Sounds like it is running fine. I would not mess with it. If you change the air you could end up making it soot black crap all over the inside.


----------



## stovetechri (Dec 12, 2008)

you probably have natural gas right?  your shutter sould be closed for most fireplaces (less air).  ng flames look blue at first but get yellower as it heats up,  this is normal.


----------



## DAKSY (Dec 12, 2008)

You don't mention what insert you have, but most of them (NG) are factory set.

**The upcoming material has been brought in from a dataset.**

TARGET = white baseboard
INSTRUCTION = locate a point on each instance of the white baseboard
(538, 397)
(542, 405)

If the shutter loosened during shipment, refer to the manual.
Should be something in there labelled "Aeration" or Flame Appearance."
As a rule of thunb, we don't close NG less than 3/16 - unless the manual specifies less.
LP is a whole nuther story & can (& should) be opened up almost all the way.
Most flames I've seen have a little bit of blue coming off the burner holes & then yellow out. 
If your flames are dark orange with black tips, open the shutter, or you'll get a nasty sooting situation - BOTH in the firebox & on your cap/siding...
HTH


----------



## R&D Guy (Dec 12, 2008)

I'd adjust it until you think it looks perfect visually. A little blue at the bottom is what I adjust my NG units to at home and I'm careful to watch that the flames don't get dark red at the very tips.

If you have to clean the glass more than once a year then you're too rich (not enough primary air). If you're cleaning your glass every month then I'd watch the side of your house if you have a horizontal termination. Sometimes soot will actually build up on the side of the house and repainting is about the only way to cover it.


----------